Spending limits — Per-transaction and periodic (daily/weekly/monthly) spending limits can be configured.

Authentication & 2FA

All sensitive wallet operations (signing, export, withdrawal) require authenticated sessions. Additionally, high-risk operations require two-factor authentication.

Email 2FA

A one-time 6-digit code is sent to the user's registered email address. Valid for 10 minutes with a maximum of 5 attempts. Used for private key export and critical account operations.

Passkey 2FA (WebAuthn)

Hardware-backed authentication using FIDO2/WebAuthn. The strongest form of 2FA — resistant to phishing, replay attacks, and credential theft. Supported on all modern devices (Touch ID, Face ID, Windows Hello, YubiKey).

Operations requiring 2FA

OperationAuth Required2FA Required
View wallet balanceSession / API KeyNo
Sign x402 paymentSession / API KeyNo
Withdraw USDCSessionNo
Export private keySessionYes (email or passkey)
Delete wallet / accountSessionYes (email or passkey)

Recoverability

Users can export their private keys at any time. This ensures users always have full control over their assets.

Wallet recovery — Users can recover access to their wallets by signing in with any linked authentication method (email, social, passkey).

Private key export — Users can export their Solana private key (JSON array format for Phantom/Solflare) and EVM private key (hex format for MetaMask) at any time via the dashboard. Requires 2FA.

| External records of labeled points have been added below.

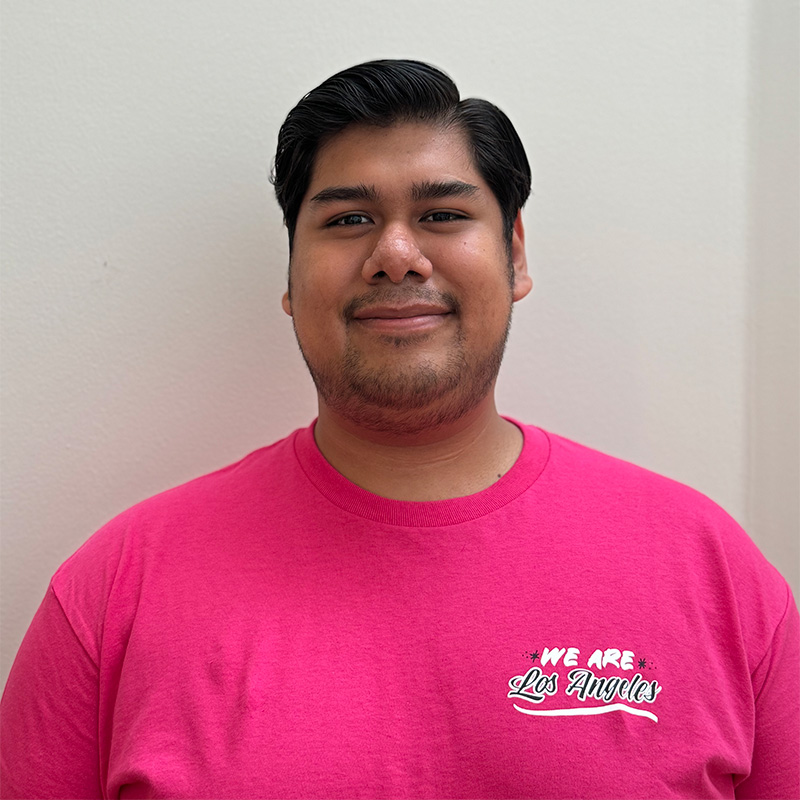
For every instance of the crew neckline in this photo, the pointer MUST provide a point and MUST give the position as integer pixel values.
(434, 513)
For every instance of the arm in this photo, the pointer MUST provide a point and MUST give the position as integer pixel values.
(49, 720)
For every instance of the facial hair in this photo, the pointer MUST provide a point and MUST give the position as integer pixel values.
(402, 399)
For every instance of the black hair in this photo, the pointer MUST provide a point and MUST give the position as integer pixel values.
(386, 92)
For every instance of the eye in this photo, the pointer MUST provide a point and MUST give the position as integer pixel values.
(442, 216)
(350, 219)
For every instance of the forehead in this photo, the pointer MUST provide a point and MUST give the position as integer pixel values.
(393, 157)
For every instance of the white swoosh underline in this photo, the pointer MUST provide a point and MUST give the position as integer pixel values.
(586, 711)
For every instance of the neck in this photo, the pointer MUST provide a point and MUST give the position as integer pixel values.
(454, 460)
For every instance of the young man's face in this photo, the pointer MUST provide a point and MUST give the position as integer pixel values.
(401, 282)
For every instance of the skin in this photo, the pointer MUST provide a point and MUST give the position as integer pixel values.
(401, 290)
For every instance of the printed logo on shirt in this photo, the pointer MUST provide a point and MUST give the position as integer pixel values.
(608, 680)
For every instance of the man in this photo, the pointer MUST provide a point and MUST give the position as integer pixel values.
(413, 597)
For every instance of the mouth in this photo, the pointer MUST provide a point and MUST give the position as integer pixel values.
(416, 317)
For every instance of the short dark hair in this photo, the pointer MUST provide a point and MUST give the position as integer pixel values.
(386, 92)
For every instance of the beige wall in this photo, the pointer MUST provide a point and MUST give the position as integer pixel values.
(143, 255)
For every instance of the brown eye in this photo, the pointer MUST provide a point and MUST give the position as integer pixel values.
(351, 219)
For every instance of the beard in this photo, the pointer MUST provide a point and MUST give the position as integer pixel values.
(405, 395)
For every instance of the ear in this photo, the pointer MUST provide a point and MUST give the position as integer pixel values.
(522, 281)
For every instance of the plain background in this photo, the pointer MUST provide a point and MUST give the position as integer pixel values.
(144, 258)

Multiple auth methods — Users can link multiple authentication providers (Google, GitHub, email, passkey) to the same account. If one method is lost, others can be used to regain access.

Important — RelAI operators do not have direct access to user private keys. Keys are encrypted with envelope encryption and can only be decrypted through the Key Vault infrastructure. There is no "admin backdoor" to access user keys.

Security & Privacy

Encryption Standards

TLS Encryption — All communications between clients and RelAI servers are encrypted with TLS. Private keys are never sent over the network in plaintext.

AES-256-GCM — Wallet private keys are encrypted at rest using AES-256-GCM with authenticated encryption (integrity verification via auth tag).

RSA-OAEP-256 — DEKs are wrapped using RSA-OAEP with SHA-256 via Azure Key Vault.

Per-wallet randomness — Each wallet has its own random IV and random DEK. Compromising one wallet's DEK does not affect any other wallet.

GDPR & CCPA

RelAI is committed to data privacy and complies with GDPR and CCPA frameworks. User data is deleted upon request within the required timeframes (30 days for GDPR, 45 days for CCPA). Wallet private keys are permanently destroyed when a user deletes their account.